Dr Lilia Bouguira écrit – Une contribution sur le flou où nous baignons, le breakdown ou l’attaque du corps…


Ce matin et les autres jours sont des jours à redouter, imprévisibles, justes à vivre.
Un flou gouverne les esprits, un malaise empoisonne l’air et un souffle de tornade risque de nous emporter.
Depuis la révolution, un peuple aphone, maltraité, infantilisé, violé mentalement et physiquement, reprend vaillamment mais rapidement sa liberté dans une excitation sans précédent.
C’est la première fois qu’on le sépare de son objet à la fois de haine et d’amour qui est la dictature sur un modèle œudipien.
Processus salvateur obligé, inévitable, mais combien houleux et ma foi douloureux.

Pouvoir s’engager véritablement
Un véritable travail de désengagement est à élaborer pour pouvoir s’engager véritablement. Il ne s’agit point de gommer et de réécrire à nouveau son destin  ni de changer de peau pour une nouvelle comme si on rentrait dans un costume neuf.
Un travail de lutte constante sans relâche avec tout ce que comprend ce combat de doute, de tristesse, de deuil pour l’objet perdu, de remaniements internes et externes, de mise à nu des points faibles, d’acquisition de positions nouvelles, de concepts nouveaux, de déchirure, de fêlures et d’angoisses omniprésentes parce que mon peuple ne sait pas à quoi il va ressembler une fois arrivé à bon port après la transition.
Il est  perdu comme cet adolescent récemment pubère qui ne se reconnait plus dans ce corps qui change malgré lui.

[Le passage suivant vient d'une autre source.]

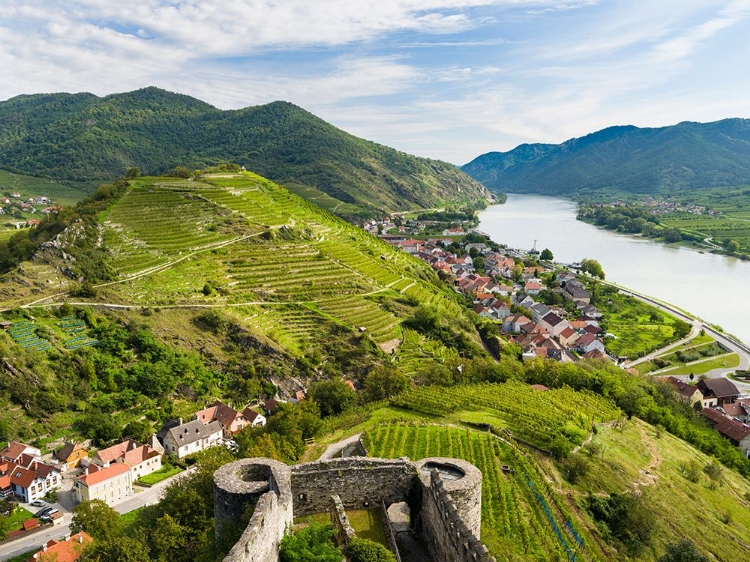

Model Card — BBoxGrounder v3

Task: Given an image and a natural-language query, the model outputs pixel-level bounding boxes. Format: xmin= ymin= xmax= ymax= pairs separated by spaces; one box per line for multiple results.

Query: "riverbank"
xmin=477 ymin=195 xmax=750 ymax=346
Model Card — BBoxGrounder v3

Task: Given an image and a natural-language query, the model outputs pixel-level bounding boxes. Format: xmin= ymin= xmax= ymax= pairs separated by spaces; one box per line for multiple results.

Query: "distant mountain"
xmin=0 ymin=87 xmax=489 ymax=214
xmin=463 ymin=119 xmax=750 ymax=195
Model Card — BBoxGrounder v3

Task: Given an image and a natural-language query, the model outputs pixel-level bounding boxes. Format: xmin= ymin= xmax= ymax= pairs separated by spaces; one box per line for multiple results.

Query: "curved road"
xmin=616 ymin=286 xmax=750 ymax=393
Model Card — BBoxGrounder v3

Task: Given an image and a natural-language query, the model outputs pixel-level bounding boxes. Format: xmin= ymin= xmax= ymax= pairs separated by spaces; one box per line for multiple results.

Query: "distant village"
xmin=367 ymin=214 xmax=609 ymax=364
xmin=587 ymin=197 xmax=720 ymax=217
xmin=0 ymin=191 xmax=61 ymax=229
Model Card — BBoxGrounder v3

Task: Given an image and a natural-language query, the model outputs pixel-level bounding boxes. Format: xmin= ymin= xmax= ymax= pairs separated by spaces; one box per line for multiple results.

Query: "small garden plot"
xmin=7 ymin=321 xmax=51 ymax=351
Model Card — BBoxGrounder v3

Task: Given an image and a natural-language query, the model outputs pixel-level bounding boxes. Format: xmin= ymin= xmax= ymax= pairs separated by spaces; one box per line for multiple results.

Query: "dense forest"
xmin=463 ymin=119 xmax=750 ymax=196
xmin=0 ymin=87 xmax=489 ymax=215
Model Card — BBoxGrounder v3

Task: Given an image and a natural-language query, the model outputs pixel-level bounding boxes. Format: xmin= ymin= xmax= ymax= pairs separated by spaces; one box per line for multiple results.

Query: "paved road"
xmin=615 ymin=286 xmax=750 ymax=393
xmin=0 ymin=470 xmax=190 ymax=561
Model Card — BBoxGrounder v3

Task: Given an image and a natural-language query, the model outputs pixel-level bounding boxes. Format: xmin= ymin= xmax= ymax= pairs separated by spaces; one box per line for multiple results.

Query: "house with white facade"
xmin=162 ymin=418 xmax=223 ymax=458
xmin=74 ymin=462 xmax=133 ymax=505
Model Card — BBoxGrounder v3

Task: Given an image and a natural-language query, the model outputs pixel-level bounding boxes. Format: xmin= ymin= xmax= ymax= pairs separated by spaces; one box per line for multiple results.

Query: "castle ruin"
xmin=214 ymin=456 xmax=495 ymax=562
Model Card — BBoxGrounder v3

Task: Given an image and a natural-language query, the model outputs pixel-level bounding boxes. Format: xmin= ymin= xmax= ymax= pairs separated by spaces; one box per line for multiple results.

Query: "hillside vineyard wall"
xmin=214 ymin=456 xmax=494 ymax=562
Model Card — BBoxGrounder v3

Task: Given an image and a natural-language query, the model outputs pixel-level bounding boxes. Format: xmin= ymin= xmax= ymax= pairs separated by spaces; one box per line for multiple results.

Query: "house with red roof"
xmin=29 ymin=532 xmax=92 ymax=562
xmin=93 ymin=438 xmax=162 ymax=481
xmin=74 ymin=462 xmax=133 ymax=505
xmin=195 ymin=400 xmax=260 ymax=438
xmin=0 ymin=442 xmax=41 ymax=464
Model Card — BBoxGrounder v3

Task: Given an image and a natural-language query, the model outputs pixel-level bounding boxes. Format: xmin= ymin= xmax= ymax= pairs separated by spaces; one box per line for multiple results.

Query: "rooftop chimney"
xmin=79 ymin=533 xmax=84 ymax=544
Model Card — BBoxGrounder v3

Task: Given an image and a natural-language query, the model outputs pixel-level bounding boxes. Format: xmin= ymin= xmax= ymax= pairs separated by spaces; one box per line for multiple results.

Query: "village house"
xmin=55 ymin=443 xmax=88 ymax=471
xmin=502 ymin=314 xmax=531 ymax=333
xmin=6 ymin=462 xmax=61 ymax=503
xmin=0 ymin=442 xmax=41 ymax=464
xmin=29 ymin=531 xmax=92 ymax=562
xmin=161 ymin=418 xmax=223 ymax=458
xmin=697 ymin=378 xmax=740 ymax=408
xmin=558 ymin=326 xmax=579 ymax=348
xmin=524 ymin=280 xmax=542 ymax=295
xmin=74 ymin=462 xmax=133 ymax=505
xmin=701 ymin=407 xmax=750 ymax=457
xmin=93 ymin=438 xmax=162 ymax=481
xmin=195 ymin=400 xmax=254 ymax=438
xmin=576 ymin=332 xmax=606 ymax=355
xmin=664 ymin=377 xmax=703 ymax=407
xmin=538 ymin=312 xmax=570 ymax=338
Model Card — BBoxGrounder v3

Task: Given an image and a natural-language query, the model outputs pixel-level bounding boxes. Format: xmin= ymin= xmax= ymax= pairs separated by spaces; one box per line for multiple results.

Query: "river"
xmin=477 ymin=194 xmax=750 ymax=346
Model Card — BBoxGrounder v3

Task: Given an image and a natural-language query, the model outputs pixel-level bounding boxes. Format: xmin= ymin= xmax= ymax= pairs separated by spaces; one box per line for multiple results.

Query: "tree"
xmin=71 ymin=499 xmax=122 ymax=541
xmin=308 ymin=380 xmax=356 ymax=417
xmin=658 ymin=539 xmax=709 ymax=562
xmin=363 ymin=365 xmax=410 ymax=401
xmin=80 ymin=536 xmax=150 ymax=562
xmin=664 ymin=228 xmax=682 ymax=243
xmin=125 ymin=167 xmax=141 ymax=179
xmin=279 ymin=521 xmax=342 ymax=562
xmin=726 ymin=239 xmax=741 ymax=254
xmin=580 ymin=258 xmax=605 ymax=279
xmin=540 ymin=248 xmax=554 ymax=261
xmin=346 ymin=537 xmax=397 ymax=562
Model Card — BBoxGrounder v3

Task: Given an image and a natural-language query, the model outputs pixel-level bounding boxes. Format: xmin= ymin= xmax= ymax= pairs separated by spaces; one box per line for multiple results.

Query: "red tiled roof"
xmin=22 ymin=518 xmax=38 ymax=531
xmin=31 ymin=532 xmax=92 ymax=562
xmin=78 ymin=462 xmax=130 ymax=487
xmin=0 ymin=442 xmax=29 ymax=461
xmin=96 ymin=439 xmax=139 ymax=465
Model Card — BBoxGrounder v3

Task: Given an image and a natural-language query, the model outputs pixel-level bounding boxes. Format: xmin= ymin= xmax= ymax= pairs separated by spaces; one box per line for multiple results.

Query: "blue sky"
xmin=1 ymin=1 xmax=749 ymax=164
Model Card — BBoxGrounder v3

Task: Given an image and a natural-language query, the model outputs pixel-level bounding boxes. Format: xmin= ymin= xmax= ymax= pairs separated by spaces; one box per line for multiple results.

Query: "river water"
xmin=477 ymin=194 xmax=750 ymax=346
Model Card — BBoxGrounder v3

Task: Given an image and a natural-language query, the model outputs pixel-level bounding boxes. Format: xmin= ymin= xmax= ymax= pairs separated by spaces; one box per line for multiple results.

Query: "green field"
xmin=0 ymin=169 xmax=88 ymax=206
xmin=597 ymin=288 xmax=688 ymax=359
xmin=658 ymin=186 xmax=750 ymax=255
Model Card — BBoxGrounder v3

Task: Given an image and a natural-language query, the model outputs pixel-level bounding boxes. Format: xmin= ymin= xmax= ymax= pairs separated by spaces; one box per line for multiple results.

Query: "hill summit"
xmin=463 ymin=118 xmax=750 ymax=195
xmin=0 ymin=87 xmax=489 ymax=215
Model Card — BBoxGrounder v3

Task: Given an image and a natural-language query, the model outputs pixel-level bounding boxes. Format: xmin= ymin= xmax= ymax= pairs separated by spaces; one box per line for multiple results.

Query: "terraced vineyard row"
xmin=104 ymin=187 xmax=237 ymax=273
xmin=363 ymin=423 xmax=584 ymax=561
xmin=316 ymin=296 xmax=399 ymax=343
xmin=392 ymin=382 xmax=620 ymax=450
xmin=242 ymin=304 xmax=327 ymax=353
xmin=392 ymin=327 xmax=458 ymax=375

Il y a conflits et angoisses permanentes sources de grandes fragilités.
Ce surcroit d’excitation est alimenté par ces divergences d’idées, d’appartenance, de clivage d’idées politiques, de contradictions , de réactions défensives, d’exacerbation et surtout de pulsions incestueuses où plane la menace quasi constante de fricoter avec l’ancien régime.
Ce grand ado dans sa crise identificatoire doit caler cette excitabilité pour ne pas sombrer: soit dans la passivité, et là il y aura retour à case départ et donc nouvelle dictature, soit se manifester, tout contester, travailler en mode surexcité pour pouvoir traverser le passage obligé de la transition.

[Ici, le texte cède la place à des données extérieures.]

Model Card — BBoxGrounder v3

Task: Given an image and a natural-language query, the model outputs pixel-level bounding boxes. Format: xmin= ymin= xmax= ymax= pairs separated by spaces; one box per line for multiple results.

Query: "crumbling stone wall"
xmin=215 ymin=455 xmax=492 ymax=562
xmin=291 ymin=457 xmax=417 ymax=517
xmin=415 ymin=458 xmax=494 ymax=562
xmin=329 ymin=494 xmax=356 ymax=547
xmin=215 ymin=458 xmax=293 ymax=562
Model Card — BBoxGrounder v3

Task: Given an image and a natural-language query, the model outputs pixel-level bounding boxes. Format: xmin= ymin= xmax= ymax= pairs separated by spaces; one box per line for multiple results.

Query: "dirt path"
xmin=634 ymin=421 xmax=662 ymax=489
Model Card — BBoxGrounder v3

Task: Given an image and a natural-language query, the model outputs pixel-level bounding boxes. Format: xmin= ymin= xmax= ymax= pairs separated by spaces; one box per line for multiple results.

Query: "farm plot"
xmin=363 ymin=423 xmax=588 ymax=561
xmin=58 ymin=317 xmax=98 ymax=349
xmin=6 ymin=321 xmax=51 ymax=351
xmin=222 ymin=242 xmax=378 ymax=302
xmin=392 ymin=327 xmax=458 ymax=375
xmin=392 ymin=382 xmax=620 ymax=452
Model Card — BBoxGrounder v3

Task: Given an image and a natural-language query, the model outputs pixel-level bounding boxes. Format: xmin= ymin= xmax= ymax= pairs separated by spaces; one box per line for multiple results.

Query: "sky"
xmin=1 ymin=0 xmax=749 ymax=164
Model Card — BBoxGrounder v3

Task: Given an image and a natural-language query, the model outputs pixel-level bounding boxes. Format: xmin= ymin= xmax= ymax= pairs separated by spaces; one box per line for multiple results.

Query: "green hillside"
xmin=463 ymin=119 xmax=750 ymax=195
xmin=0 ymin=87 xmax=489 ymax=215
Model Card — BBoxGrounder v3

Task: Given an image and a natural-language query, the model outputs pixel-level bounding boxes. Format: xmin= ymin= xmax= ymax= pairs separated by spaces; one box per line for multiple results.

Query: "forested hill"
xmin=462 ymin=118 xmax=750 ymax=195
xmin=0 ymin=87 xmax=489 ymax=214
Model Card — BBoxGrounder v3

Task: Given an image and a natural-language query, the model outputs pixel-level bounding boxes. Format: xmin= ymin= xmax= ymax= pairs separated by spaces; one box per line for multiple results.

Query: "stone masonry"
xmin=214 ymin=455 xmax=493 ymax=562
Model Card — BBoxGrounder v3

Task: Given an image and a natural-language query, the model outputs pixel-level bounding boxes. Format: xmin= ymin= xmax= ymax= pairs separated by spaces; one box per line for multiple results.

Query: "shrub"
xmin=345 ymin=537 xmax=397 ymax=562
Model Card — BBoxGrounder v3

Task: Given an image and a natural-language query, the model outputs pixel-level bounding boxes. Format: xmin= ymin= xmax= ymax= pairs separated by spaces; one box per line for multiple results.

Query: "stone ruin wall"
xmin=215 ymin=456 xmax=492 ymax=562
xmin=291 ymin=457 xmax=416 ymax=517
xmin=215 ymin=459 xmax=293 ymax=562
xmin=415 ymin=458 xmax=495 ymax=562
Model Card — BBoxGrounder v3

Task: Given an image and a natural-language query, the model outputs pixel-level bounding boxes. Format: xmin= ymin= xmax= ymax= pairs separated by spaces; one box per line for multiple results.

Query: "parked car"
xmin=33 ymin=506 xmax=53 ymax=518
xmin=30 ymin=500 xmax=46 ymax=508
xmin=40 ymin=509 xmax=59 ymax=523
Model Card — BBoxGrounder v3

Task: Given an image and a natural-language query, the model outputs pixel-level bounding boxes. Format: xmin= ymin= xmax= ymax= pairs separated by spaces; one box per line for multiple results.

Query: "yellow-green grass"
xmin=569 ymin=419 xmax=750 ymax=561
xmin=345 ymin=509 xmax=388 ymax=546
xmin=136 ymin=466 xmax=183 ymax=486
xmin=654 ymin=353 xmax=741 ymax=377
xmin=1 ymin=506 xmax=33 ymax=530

Cette fragilité identitaire
Tout cela réinsuffle en chacun un sentiment d’existence combien doux, fort, pénétrant, bousculant mais ravageur, si les soubassements et la charpente de ce pays sont déjà fragilisés.
C’est là le réel danger.
Face à cette fragilité identitaire, pour sauvegarder l’illusion d’existence et de liberté récemment acquise, mon peuple comme un parfait  ado s’en prend à son propre corps car c’est son unique espace d’expression pour l’attaquer.
C’est le breakdown ou l’attaque du corps, et c’est ce qui  bien tristement nous arrive.

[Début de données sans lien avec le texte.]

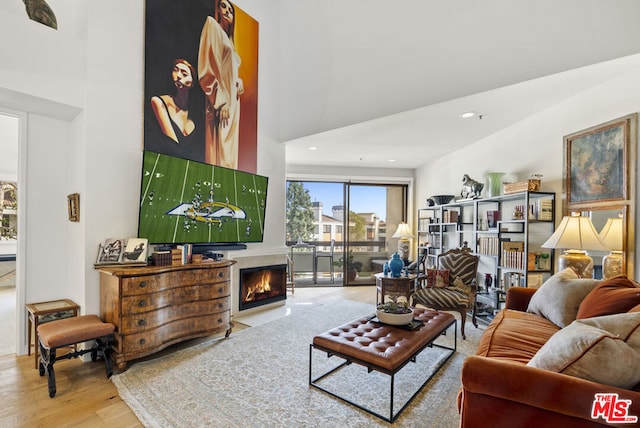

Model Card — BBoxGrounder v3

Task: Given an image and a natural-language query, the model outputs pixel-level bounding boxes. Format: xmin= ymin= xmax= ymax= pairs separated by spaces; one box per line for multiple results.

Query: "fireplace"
xmin=239 ymin=264 xmax=287 ymax=311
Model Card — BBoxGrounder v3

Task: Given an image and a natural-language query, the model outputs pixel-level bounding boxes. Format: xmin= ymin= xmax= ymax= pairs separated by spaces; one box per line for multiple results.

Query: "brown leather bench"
xmin=37 ymin=314 xmax=115 ymax=397
xmin=310 ymin=308 xmax=456 ymax=422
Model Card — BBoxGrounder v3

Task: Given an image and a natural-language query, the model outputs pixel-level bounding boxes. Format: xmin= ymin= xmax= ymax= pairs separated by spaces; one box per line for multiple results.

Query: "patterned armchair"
xmin=411 ymin=243 xmax=479 ymax=339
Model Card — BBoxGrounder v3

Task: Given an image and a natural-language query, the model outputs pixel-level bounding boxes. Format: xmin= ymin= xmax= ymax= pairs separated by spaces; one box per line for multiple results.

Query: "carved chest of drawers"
xmin=99 ymin=260 xmax=235 ymax=370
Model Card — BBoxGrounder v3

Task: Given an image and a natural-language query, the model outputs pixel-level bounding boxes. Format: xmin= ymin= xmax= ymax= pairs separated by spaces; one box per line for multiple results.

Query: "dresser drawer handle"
xmin=218 ymin=287 xmax=224 ymax=294
xmin=138 ymin=319 xmax=147 ymax=327
xmin=139 ymin=338 xmax=146 ymax=345
xmin=218 ymin=303 xmax=224 ymax=309
xmin=138 ymin=300 xmax=147 ymax=307
xmin=139 ymin=281 xmax=148 ymax=289
xmin=218 ymin=271 xmax=225 ymax=278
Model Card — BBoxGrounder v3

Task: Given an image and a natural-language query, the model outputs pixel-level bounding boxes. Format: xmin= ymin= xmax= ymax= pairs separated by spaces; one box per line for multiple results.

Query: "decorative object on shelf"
xmin=512 ymin=205 xmax=525 ymax=220
xmin=486 ymin=172 xmax=505 ymax=197
xmin=541 ymin=212 xmax=607 ymax=278
xmin=484 ymin=273 xmax=493 ymax=290
xmin=460 ymin=174 xmax=484 ymax=199
xmin=598 ymin=214 xmax=624 ymax=279
xmin=486 ymin=210 xmax=500 ymax=229
xmin=538 ymin=252 xmax=551 ymax=270
xmin=427 ymin=195 xmax=455 ymax=206
xmin=503 ymin=174 xmax=542 ymax=194
xmin=388 ymin=253 xmax=404 ymax=277
xmin=392 ymin=223 xmax=413 ymax=263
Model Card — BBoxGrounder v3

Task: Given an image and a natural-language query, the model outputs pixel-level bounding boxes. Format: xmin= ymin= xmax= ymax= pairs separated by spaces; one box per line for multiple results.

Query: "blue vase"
xmin=389 ymin=253 xmax=404 ymax=277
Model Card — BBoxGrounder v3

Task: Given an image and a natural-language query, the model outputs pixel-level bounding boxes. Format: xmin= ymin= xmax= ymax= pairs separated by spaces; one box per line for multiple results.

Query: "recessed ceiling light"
xmin=388 ymin=159 xmax=396 ymax=163
xmin=308 ymin=146 xmax=318 ymax=151
xmin=461 ymin=111 xmax=477 ymax=118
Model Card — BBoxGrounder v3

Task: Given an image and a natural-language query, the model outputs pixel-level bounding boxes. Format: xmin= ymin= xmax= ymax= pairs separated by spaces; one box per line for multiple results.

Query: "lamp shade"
xmin=599 ymin=217 xmax=623 ymax=251
xmin=392 ymin=223 xmax=413 ymax=239
xmin=541 ymin=214 xmax=607 ymax=252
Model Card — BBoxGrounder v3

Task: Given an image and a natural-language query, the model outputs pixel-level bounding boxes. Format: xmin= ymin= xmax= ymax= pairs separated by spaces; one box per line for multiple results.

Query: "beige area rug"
xmin=112 ymin=300 xmax=483 ymax=427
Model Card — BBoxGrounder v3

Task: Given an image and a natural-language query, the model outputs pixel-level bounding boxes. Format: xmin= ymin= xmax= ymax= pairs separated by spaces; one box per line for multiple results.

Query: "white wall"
xmin=0 ymin=0 xmax=284 ymax=354
xmin=415 ymin=66 xmax=640 ymax=280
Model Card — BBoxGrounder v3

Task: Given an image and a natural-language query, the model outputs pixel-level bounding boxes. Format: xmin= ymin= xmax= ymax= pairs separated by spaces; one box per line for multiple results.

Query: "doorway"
xmin=0 ymin=112 xmax=20 ymax=356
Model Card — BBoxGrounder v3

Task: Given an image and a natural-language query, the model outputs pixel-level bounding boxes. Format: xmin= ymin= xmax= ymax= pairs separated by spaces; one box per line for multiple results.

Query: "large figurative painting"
xmin=564 ymin=113 xmax=637 ymax=209
xmin=144 ymin=0 xmax=259 ymax=173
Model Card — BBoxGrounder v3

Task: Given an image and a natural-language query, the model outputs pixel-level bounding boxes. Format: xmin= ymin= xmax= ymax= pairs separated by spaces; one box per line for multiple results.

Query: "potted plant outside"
xmin=334 ymin=251 xmax=363 ymax=281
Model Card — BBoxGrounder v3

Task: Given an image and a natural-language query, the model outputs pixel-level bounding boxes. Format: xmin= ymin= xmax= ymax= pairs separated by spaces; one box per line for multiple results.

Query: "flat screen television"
xmin=138 ymin=151 xmax=268 ymax=248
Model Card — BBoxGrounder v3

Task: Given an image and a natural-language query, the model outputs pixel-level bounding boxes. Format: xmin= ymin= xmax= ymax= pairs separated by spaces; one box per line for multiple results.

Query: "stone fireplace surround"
xmin=229 ymin=253 xmax=288 ymax=317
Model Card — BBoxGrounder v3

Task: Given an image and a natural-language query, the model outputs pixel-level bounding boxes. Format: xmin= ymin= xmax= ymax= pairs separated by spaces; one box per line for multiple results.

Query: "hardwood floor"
xmin=0 ymin=285 xmax=376 ymax=427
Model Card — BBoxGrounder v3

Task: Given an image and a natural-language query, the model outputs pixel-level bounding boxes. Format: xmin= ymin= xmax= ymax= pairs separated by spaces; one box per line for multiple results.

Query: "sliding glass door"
xmin=344 ymin=183 xmax=407 ymax=285
xmin=285 ymin=180 xmax=408 ymax=286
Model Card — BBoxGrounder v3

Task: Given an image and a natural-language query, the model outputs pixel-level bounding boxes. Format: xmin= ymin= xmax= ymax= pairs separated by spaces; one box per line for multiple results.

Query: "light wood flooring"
xmin=0 ymin=285 xmax=376 ymax=427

Dès le premier jour et ceux qui ont suivi notre révolution, nous avons commencé à nous mutiler les uns les autres, à nous dépecer, à nous aliéner par des addictions dangereuses et des comportements violents et agressifs.
Tout cela dans le but de se défendre et d’échapper à la menace incestueuse.
Pour rien au monde, mon pays ne se re-flirtera avec la dictature, mais on oublie que lorsqu’on nait dans la répression, on est volontiers répressif et que lorsqu’on est nourri d’exclusion, on est d’emblée exclusif, à moins de se faire accompagner, de s’aider de stratégies sûres et bienveillantes pour l’accomplissement de l’émancipation de ce peuple en corps d’ado dans sa transition vers un peuple mature et épanoui.
Descendre à la rue encore une fois, je ne sais pas si je dirais oui à un non, stop, en porte ouverte paralysante, car c’est de notre économie personnelle qu’il s’agit, mais en mode bande, groupe de relais et tous ensemble pour les mêmes revendications, je dirai certainement oui.
Décréter un sit-in national réfléchi oui.
Mettre à nu le gouvernement de transition combien cachotier oui.
Pousser devant les tribunaux pour explications et préservations de droit oui.
Amener Rajhi et les autres devant l'unanimité pour parler ou encore à s’expliquer et éviter les mutineries et les tueries oui et encore oui sinon qu’il se taise à jamais!